Then the phone rang, and it was the TV station. The pilot had gone over like gangbusters with the national PBS network. They were ready to start filming it. I said great.

I don't remember whether I had another beer or not, but I was so excited I probably did. Then ten minutes later, Colonial Williamsburg called, saying they wanted me to start work as soon as I could. Within half an hour, I'd gone from the bottom to the top. So that's my message to your readers.

PLOWBOY: When you're feeling low, go sit in the top of a box elder?

UNDERHILL: Well, a box elder or an oak. Perhaps the message is that if you can survive a swarm of bees, things are sure to turn out right. Actually, I suppose I mean that good things happen to you when you're ready to handle them. Maybe the times before when I'd gone into the network and said, "Do I have a TV show for you!" I wasn't really ready for it. As it was, I was just barely ready for the show when it happened.

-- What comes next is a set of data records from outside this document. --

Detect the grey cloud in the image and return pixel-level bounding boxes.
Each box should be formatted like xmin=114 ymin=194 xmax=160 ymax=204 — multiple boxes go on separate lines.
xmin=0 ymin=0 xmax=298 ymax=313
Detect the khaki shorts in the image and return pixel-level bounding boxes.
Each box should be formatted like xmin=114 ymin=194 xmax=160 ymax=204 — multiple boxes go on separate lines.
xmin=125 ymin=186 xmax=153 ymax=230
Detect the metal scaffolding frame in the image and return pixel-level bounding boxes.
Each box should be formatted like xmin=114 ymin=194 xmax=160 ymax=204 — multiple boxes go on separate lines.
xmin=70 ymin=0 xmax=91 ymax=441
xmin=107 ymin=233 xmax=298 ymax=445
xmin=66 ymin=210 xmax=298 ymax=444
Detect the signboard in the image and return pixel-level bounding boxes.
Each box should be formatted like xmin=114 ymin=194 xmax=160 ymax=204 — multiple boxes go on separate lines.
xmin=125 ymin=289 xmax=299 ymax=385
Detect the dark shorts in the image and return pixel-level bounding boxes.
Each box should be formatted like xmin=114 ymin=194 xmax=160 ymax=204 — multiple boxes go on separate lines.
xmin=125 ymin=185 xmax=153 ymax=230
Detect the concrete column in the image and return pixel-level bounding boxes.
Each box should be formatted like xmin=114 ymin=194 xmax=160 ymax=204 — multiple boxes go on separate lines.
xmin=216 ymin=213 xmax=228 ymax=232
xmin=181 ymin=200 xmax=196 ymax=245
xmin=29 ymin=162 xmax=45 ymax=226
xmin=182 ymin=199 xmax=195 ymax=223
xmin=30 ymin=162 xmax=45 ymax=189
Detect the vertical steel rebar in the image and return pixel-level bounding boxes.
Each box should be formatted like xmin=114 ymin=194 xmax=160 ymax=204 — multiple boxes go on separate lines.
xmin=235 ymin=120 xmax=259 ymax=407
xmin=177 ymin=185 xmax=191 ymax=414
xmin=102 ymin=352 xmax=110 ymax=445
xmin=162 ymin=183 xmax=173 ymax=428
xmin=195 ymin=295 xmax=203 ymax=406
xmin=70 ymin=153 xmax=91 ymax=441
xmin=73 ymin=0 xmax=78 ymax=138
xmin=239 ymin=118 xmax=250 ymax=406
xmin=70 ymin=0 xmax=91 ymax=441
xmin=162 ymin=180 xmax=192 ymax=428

Anyway, I started building the housewright program at Williamsburg and working on the TV series at the same time. So I've spent the past five years going back and forth between centuries: the eighteenth and nineteenth centuries for my work at Williamsburg and the projects I'm demonstrating on the show, and the twentieth century when I'm dealing with publishers, TV cameras, and contracts.

PLOWBOY: How is your show put together?

UNDERHILL: I work out what I'm going to do beforehand, sometimes only the night before, since we're on a really tight schedule. I walk through the show by myself, block out the camera shots, and set the tools down where I want them. There's no script—I have what I want to say in my head—but I place the tools so that there is a natural progression. I walk from one tool to the next and hope I'll wind up in the right place, having said everything I needed to say. Then, the crew brings the cameras in and sets up everything. I run through my moves and monologue so they can line up their camera angles. Meanwhile, Geary Morton, the director, makes some adjustments and shows me which camera will be doing the close-ups.

PLOWBOY: It must be difficult to keep camera positions in mind when you're trying to explain how to build an eighteenth-century toy with hand tools.

UNDERHILL: It really is. Sometimes I wonder how we made it through that first year. It was just bananas! A lot of things went wrong at first. Actually, I think it's an incredible feat whenever we get a show to turn out right—to get all the equipment to work for 26 minutes and 27 seconds and, at the same time, for me not to mess up my part.

PLOWBOY: Tell us about the time you gashed your hand on the show and started bleeding all over the place.

UNDERHILL (moaning): It was one of those shows where everything was going wrong. First, let me explain that unlike most TV shows, "The Woodwright's Shop" is not edited; it's shot at one whack in its entirety. Because of our tight shooting schedule, the most takes we do is three. Sometimes when I seem kind of breathless on the show, it's because it's the third time in a row I've done it. So, if I'm going to be demonstrating with expendable materials, I bring three of each item needed. In the show you referred to, I was planning to split a log, so I came prepared with three that I felt pretty sure would split the way I wanted them to.

On the show in question, we'd already blown two takes. A microphone came off the first time we tried to tape, and something else flubbed up the next time. During those two takes, I'd already used up two of the logs I'd brought. So here I was, down to my last log. And since the equipment and crew were already set up, I couldn't say, "Well, things aren't going so hot . . . let's do it another day." That third log just had to be it.

Well, the tape was rolling and I was explaining what I was doing, while chopping away with the hatchet. I saw some blood on the hatchet and looked down. Sure enough, there was blood gushing out of my hand.